The present invention is not limited to the embodiments in points other than the above, and it is needless to say that various modifications can be made without departing from the scope of the invention.

[0015]

EFFECTS OF THE INVENTION The present invention has the excellent effects of improving the oxidation resistance, nitriding resistance and high temperature strength at a high temperature of 1450 ° C. or higher by virtue of the above composition.
Further, as a result, it can be used for slabs used at high temperatures of 1450 ° C. or higher, skid rails of walking beam conveyor type heating furnaces for heating steel materials such as billets, various members such as skid buttons, and hypersonic aircraft materials. Became.

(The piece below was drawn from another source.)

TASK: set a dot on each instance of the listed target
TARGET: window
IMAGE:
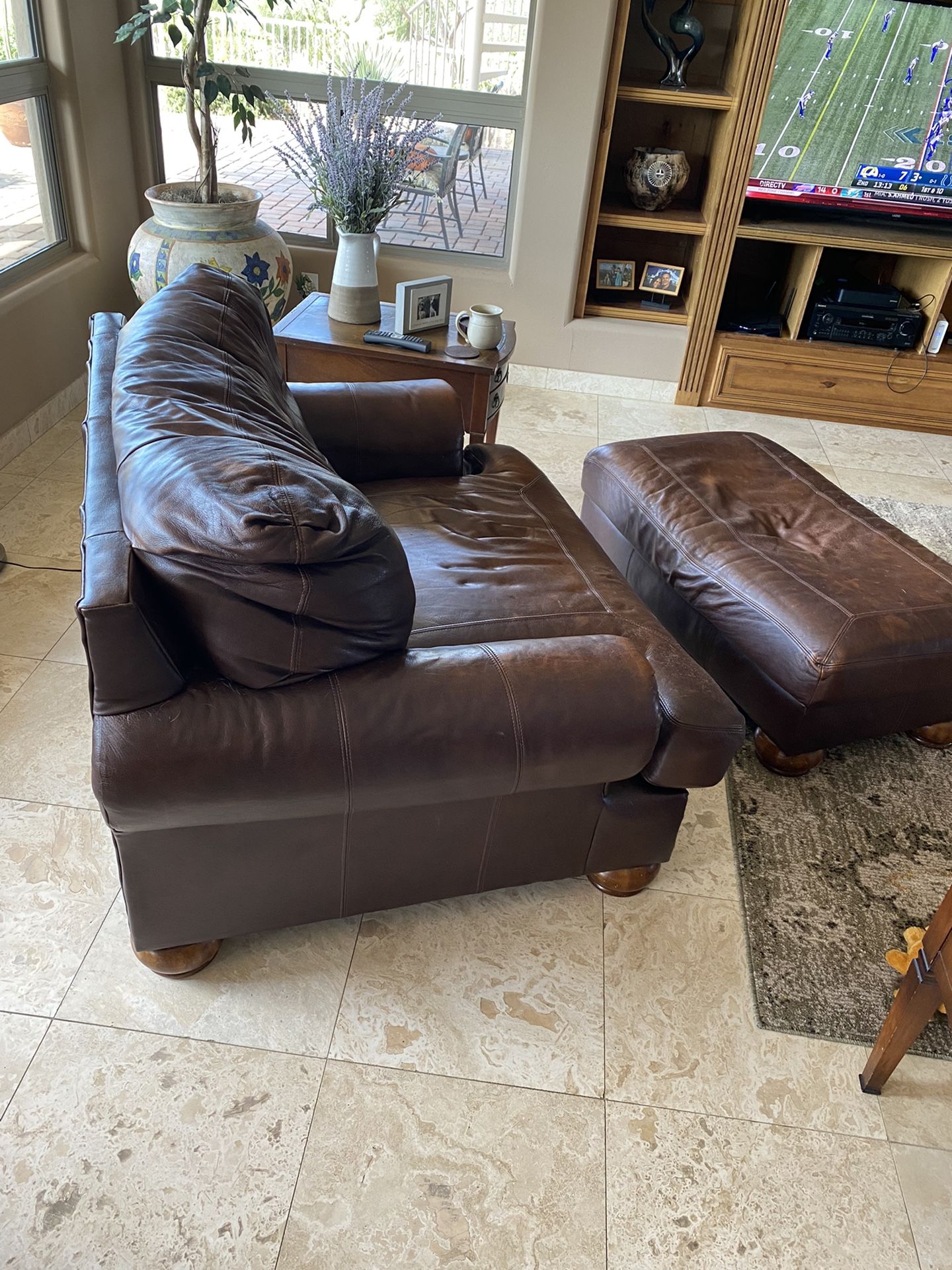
(32, 222)
(465, 63)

[Brief description of drawings]

FIG. 1 is an explanatory diagram for explaining heating and cooling conditions in a repeated oxidation test for testing the oxidation resistance of oxide dispersion strengthened heat resistant alloys of the present invention and a comparative example.

Claims (4)

[Claims] 1. By weight%, Fe: 20% or less, refractory metal oxide: 0.2 to 2.0%, Zr, La, Ce, Nd.
And 1 or 2 or more of Y in a total amount of 0.5 to 5%, and the balance being substantially Cr. 2. By weight%, Fe: 20% or less, refractory metal oxide: 0.2 to 2.0%, one or two of Mo and W in a total amount of 0.5 to 10%, Zr, La, Ce, N
An oxide dispersion-strengthened heat-resistant alloy, containing one or more of d and Y in a total amount of 0.5 to 5%, and the balance being substantially Cr. 3. By weight%, Fe: 20% or less, refractory metal oxide: 0.2 to 2.0%, Si: 3% or less, Mn:
3% or less, one or two of Zr, La, Ce, Nd and Y
An oxide dispersion-strengthened heat-resistant alloy, characterized in that it contains 0.5 to 5% in total of at least one species, and the balance is substantially Cr. 4. By weight%, Fe: 20% or less, refractory metal oxide: 0.2 to 2.0%, one or two kinds of Mo and W in a total amount of 0.5 to 10%, Si: 3% or less, M
n: 3% or less, one or two or more of Zr, La, Ce, Nd and Y in a total amount of 0.5 to 5%, and the balance being substantially Cr. Dispersion strengthened heat resistant alloy.